United States District Court, W.D. Arkansas, Fort Smith Division
OPINION AND ORDER
P.K.
HOLMES, III U.S. DISTRICT JUDGE
On May
16, 2018, Exide Technologies (“Exide”) filed a
complaint (Doc. 1) in this Court. Pursuant to 29 U.S.C.
§ 185(a), Exide asks the Court to vacate an opinion and
award entered by an arbitrator following arbitration of a
collective bargaining agreement dispute. International
Brotherhood of Electrical Workers and its local union No. 700
(“IBEW Local 700”) answered and counterclaimed
(Doc. 13), asking the Court to confirm the arbitrator's
opinion and award. Exide filed an answer (Doc. 15). The
parties agreed (Doc. 17) that no discovery was necessary in
this matter because the record and evidence had been fully
developed during the arbitration and postarbitration process,
and that because no issues of fact were in dispute, no bench
trial was necessary and the parties could submit the matter
on summary judgment.
Before
the Court are cross-motions for summary judgment. IBEW Local
700 filed a motion for summary judgment (Doc. 19), statement
of facts (Doc. 20), and brief (Doc. 21) in support. Exide
filed a response (Doc. 25) and statement of facts (Doc. 26)
in opposition. IBEW Local 700 filed a reply (Doc. 29).
Separately, Exide filed a motion for summary judgment (Doc.

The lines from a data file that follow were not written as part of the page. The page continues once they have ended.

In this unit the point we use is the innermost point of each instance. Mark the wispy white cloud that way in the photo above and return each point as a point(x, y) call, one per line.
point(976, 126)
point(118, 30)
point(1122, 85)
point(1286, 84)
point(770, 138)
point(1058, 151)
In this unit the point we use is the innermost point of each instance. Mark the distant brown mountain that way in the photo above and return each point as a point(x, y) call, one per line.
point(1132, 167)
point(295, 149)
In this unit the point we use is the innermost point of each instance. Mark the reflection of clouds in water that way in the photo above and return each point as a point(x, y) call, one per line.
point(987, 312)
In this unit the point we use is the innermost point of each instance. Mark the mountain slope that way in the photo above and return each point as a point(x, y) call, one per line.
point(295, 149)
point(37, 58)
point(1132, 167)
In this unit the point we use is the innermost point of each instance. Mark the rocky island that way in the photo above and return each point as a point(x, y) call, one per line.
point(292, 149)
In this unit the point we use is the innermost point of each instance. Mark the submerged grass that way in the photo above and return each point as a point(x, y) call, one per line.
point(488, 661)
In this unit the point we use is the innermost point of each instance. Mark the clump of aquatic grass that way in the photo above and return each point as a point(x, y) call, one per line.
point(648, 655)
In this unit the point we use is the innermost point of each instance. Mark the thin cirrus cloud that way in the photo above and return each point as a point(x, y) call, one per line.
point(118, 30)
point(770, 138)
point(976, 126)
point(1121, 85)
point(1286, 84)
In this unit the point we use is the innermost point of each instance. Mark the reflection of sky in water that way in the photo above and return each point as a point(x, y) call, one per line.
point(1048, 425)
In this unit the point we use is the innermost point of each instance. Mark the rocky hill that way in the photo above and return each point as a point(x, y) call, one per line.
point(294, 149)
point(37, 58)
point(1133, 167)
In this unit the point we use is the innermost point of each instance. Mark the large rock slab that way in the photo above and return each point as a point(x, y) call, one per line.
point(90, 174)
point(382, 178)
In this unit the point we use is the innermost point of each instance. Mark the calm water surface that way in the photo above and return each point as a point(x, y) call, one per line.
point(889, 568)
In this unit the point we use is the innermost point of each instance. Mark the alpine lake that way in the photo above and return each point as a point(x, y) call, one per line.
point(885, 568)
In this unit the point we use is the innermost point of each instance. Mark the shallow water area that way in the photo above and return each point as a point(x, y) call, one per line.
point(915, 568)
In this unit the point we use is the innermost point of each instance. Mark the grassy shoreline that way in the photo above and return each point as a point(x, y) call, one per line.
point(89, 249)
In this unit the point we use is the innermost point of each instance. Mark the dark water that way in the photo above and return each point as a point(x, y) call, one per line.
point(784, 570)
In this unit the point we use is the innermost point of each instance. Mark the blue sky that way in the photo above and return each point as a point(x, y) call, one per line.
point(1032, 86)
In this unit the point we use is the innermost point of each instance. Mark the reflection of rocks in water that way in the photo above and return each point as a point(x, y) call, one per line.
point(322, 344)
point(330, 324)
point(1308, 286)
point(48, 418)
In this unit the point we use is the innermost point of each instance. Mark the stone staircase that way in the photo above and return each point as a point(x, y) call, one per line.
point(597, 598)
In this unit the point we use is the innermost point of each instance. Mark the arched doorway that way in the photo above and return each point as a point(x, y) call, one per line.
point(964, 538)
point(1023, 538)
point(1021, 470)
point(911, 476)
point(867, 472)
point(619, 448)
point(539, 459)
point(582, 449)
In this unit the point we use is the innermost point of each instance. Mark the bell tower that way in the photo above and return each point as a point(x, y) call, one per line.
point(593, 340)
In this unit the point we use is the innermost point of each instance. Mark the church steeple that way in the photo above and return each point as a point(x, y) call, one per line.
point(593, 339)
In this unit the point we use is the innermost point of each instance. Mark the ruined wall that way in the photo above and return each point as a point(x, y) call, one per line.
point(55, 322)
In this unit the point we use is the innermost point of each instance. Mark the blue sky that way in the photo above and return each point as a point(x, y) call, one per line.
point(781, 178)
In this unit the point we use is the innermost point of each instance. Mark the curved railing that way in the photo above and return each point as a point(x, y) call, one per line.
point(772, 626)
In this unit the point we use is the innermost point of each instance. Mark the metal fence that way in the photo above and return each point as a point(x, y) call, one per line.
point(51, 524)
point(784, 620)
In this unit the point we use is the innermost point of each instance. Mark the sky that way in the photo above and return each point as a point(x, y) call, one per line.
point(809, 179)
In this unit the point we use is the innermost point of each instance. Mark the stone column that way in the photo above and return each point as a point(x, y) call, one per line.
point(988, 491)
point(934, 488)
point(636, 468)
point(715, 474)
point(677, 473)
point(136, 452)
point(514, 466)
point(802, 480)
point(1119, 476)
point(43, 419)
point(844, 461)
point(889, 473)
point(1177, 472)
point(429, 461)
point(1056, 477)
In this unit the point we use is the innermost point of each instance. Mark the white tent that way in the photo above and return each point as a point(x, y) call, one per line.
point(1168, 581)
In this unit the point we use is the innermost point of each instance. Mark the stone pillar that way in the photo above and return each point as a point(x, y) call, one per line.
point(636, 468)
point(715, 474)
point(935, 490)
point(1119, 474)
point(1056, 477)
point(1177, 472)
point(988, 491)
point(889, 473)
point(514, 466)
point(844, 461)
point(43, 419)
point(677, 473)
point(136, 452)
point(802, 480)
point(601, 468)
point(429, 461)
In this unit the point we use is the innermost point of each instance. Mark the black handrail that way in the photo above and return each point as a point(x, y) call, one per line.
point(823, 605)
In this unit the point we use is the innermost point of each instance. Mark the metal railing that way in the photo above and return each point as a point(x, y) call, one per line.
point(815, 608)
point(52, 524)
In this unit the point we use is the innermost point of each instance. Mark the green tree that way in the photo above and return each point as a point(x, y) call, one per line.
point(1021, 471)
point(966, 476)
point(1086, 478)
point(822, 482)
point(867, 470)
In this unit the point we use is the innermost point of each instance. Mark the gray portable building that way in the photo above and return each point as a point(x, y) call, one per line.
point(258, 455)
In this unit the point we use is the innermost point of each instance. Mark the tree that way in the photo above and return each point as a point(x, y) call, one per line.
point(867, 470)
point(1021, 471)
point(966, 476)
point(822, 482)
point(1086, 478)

22), brief (Doc. 23), and statement of facts (Doc. 24) in
support. IBEW Local 700 filed a response (Doc. 27) and
statement of facts (Doc. 28) in opposition. Exide filed a
reply (Doc. 30). On March 7, 2019, the Court held a hearing
on the motions.
I.
Background
The
Court has carefully reviewed the parties' statements of
fact and responses to statements of fact, considered those
statements of fact in light of clarifications provided at the
hearing, and concludes that there are no genuine disputes of
material fact and that these motions for summary judgment are
not affected by inferences to be drawn from the facts.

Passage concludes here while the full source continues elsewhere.